Pero hablemos de la compañía que hace esta paradoja más evidente. Edwin Sugar Díaz, el flamante cerrador puertorriqueño de los Mets de New York y actual dueño del contrato más grande en la historia de MLB para un relevista (5 años, $102 millones de dólares) ni siquiera figura entre los primeros puestos de salvamentos en esta campaña. Díaz ganará $18.3 millones en 2025.
Josh Hader, de los Astros de Houston, quien gracias al acuerdo de pagos diferidos de Sugar se coloca como el relevista mejor pagado de la temporada, con $19 millones de dólares, está empatado en el 6to puesto de relevistas con más salvamentos con seis.

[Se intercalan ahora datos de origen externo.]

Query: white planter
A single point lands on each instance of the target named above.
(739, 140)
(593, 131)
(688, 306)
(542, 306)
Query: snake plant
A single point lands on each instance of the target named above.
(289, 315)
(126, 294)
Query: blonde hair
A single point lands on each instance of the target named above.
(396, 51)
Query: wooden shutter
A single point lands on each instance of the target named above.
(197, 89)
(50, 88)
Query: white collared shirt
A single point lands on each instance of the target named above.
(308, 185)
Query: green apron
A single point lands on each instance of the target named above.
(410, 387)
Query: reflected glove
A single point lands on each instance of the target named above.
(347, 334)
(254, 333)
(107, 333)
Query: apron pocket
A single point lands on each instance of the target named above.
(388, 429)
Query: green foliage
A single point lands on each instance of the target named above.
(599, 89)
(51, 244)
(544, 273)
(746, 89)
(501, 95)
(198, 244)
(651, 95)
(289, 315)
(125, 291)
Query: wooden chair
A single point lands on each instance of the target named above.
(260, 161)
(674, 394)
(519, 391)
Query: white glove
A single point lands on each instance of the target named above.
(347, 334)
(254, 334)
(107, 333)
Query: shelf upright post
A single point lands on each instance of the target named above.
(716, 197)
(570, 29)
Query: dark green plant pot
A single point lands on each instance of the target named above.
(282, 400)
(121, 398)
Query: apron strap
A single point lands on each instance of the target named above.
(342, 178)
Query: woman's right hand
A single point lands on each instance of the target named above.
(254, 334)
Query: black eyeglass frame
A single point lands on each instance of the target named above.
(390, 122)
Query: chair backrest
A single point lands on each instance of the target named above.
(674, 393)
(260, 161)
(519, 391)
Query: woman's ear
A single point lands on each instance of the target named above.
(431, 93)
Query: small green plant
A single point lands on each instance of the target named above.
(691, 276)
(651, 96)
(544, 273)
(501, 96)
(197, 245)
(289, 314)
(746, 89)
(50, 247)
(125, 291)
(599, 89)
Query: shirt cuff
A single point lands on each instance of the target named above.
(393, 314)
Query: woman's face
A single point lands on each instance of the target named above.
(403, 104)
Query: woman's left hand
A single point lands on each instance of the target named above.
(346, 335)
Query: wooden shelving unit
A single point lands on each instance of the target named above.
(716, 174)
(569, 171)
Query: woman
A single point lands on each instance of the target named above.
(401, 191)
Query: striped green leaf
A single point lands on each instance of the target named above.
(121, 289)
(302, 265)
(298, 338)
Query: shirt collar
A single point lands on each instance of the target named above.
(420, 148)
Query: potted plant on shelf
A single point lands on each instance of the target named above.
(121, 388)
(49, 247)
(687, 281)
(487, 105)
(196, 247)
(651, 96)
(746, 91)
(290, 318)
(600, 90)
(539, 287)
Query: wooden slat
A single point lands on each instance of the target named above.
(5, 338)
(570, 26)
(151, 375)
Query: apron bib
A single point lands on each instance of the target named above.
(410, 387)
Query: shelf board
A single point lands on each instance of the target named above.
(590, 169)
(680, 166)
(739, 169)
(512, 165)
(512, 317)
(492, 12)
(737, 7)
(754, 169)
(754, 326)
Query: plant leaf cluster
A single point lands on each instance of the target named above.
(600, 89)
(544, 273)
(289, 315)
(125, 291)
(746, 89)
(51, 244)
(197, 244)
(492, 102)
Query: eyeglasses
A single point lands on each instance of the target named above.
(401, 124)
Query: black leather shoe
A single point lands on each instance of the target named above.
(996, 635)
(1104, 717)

Ahora hablemos de los que no están.
Entre los relevistas con los salarios más altos proyectados para 2025 destacan nombres de amplio recorrido: Raisel Iglesias, de los Bravos de Atlanta (16 millones de dólares); Ryan Pressly, de los Cachorros de Chicago (14 millones); Kirby Yates, de los Dodgers de Los Ángeles (13 millones); y Aroldis Chapman, ahora con los Medias Rojas de Boston (10 millones). Ninguno de ellos, sin embargo, figura actualmente entre los mejores cerradores de la temporada, al menos en cuanto a rendimiento y consistencia estadística.
Las aristas de su contrato
En 2020, solo unos meses después de su debut en las Grandes Ligas con los Padres de San Diego, Muñoz fue sometido a la temible cirugía Tommy John para reconstruir el ligamento colateral cubital. En medio de su recuperación fue parte de un cambio a los Marineros de Seattle que incluyó a siete jugadores, con Ty France, Taylor Trammell y Luis Torrens.
En 2021 la organización, que vio en Muñoz a un diamante en bruto, le dio una extensión de contrato de cuatro años y $7.5 millones de dólares, con un bono de firma de $750 mil dólares. El acuerdo, que cubría todos sus años de arbitraje hasta 2025, contemplaba también tres temporadas adicionales bajo opción del equipo.
Por supuesto, para Muñoz, que entonces tenía 22 años, firmar una extensión con los Mariners fue un ancla de estabilidad financiera en un momento de incertidumbre.
Era un riesgo razonable por una recompensa potencialmente enorme, dijo Seattle en su momento.
Hoy, con Muñoz consolidado como cerrador estelar y firme candidato al premio Trevor Hoffman, para el Relevista del Año, el acuerdo parece una profecía cumplida. En la disonancia entre el presente de su rendimiento y el modesto reflejo en su nómina, hay una lección sobre el tiempo, la confianza y las apuestas que redefinen carreras.